Research indicates that MIP-4/CCL18 specifically induces chemotaxis in T lymphocytes but not monocytes, making proper cell selection crucial for migration studies .

How does MIP-4/CCL18 contribute to cancer progression and what research models best capture this?

MIP-4/CCL18's role in cancer involves multiple mechanisms that researchers can investigate:

• Cancer-Related Functions:

  • Promotion of angiogenesis in breast cancer through tumor-associated macrophages

  • Enhancement of migration, invasion, and epithelial-mesenchymal transition (EMT) in bladder cancer via CCR8 binding

  • Potential modulation of tumor microenvironment immune responses

• Recommended Research Models:

• Methodological Approaches:

  • Analysis of CCL18 expression in patient samples correlated with clinical outcomes

  • Neutralization studies using anti-CCL18 antibodies in cancer models

  • Receptor signaling investigation in cancer cell lines expressing CCR8, PITPNM3, or GPR30

  • Selective inhibition of MIP-4/CCL18 production in tumor-associated macrophages

Future research should focus on the translational potential of targeting the MIP-4/CCL18 axis in cancer therapy, particularly in breast and bladder cancers where specific effects have been documented .

What is the relationship between MIP-4/CCL18 and other chemokines in inflammatory processes?

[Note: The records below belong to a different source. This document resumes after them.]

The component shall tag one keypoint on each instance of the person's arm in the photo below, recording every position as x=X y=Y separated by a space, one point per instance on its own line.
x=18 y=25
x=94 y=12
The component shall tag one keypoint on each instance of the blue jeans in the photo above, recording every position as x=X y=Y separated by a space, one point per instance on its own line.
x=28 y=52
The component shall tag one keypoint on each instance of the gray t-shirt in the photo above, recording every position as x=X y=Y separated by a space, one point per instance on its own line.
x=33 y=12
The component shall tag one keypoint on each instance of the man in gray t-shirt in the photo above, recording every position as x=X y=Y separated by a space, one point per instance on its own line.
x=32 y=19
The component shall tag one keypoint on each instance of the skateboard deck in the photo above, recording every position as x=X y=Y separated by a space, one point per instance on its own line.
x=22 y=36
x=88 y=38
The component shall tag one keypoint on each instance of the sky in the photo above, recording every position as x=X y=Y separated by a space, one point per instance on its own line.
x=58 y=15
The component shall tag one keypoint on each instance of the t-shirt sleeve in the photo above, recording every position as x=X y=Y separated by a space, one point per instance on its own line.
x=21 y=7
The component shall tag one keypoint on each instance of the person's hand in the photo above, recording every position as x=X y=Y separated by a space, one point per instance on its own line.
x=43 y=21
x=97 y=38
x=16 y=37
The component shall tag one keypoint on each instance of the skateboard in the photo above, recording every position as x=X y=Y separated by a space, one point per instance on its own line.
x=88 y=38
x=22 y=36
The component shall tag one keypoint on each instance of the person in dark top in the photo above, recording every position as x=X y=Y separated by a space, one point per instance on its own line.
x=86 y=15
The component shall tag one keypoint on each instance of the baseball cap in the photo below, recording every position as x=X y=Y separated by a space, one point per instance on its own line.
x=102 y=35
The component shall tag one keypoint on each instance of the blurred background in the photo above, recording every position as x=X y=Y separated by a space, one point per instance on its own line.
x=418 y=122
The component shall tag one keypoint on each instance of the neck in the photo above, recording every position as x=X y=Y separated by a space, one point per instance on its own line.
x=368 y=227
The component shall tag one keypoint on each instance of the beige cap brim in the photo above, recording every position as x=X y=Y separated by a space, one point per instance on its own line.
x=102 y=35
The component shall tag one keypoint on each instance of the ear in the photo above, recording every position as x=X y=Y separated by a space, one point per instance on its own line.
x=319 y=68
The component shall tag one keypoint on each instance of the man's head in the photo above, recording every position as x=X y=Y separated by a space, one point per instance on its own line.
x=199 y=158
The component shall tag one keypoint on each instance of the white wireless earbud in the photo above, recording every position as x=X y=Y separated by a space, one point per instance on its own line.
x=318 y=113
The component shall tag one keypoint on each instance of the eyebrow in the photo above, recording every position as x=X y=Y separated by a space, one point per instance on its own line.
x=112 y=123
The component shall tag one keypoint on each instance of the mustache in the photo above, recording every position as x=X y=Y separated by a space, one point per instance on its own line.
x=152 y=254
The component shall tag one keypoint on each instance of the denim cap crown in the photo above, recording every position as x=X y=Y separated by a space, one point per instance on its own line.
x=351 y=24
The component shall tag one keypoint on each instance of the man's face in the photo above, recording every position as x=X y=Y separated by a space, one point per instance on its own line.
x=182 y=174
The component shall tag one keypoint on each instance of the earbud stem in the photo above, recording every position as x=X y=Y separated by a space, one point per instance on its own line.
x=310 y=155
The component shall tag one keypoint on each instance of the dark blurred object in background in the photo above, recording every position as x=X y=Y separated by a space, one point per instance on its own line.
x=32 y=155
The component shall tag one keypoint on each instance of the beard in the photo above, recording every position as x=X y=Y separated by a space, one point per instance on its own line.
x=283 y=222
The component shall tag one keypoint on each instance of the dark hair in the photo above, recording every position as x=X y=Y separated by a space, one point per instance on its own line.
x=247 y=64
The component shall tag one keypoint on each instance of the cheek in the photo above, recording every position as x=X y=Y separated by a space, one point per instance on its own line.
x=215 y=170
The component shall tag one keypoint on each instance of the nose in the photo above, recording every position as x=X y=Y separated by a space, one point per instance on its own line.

Understanding MIP-4/CCL18's position in the broader chemokine network requires sophisticated experimental approaches:

• Comparative Analysis:

  • Receptor sharing and competition: MIP-4/CCL18 interactions with CCR8 may compete with other CCR8 ligands

  • Signaling pathway overlap: Compare phosphorylation patterns with other chemokines

  • Functional redundancy: Assess compensatory mechanisms in knockout models

• Co-expression Studies:

  • Analyze MIP-4/CCL18 co-expression with other chemokines in disease tissues

  • Investigate coordinated regulation in response to inflammatory stimuli

  • Examine sequential chemokine expression in disease progression

• Functional Interplay:

  • Synergy/antagonism assays combining MIP-4/CCL18 with other chemokines

  • Heterologous desensitization: Pre-treatment with one chemokine affecting responses to others

  • Receptor modulation: How MIP-4/CCL18 affects expression of other chemokine receptors

• Systems Biology Approaches:

  • Chemokine network modeling in specific disease contexts

  • Multi-parameter analysis of chemokine signatures in patient samples

  • CRISPR screens to identify regulatory nodes in chemokine expression

Research should consider MIP-4/CCL18's unique position as both a CCR8 agonist and CCR3 antagonist , suggesting a complex regulatory role in balancing different aspects of immune cell function.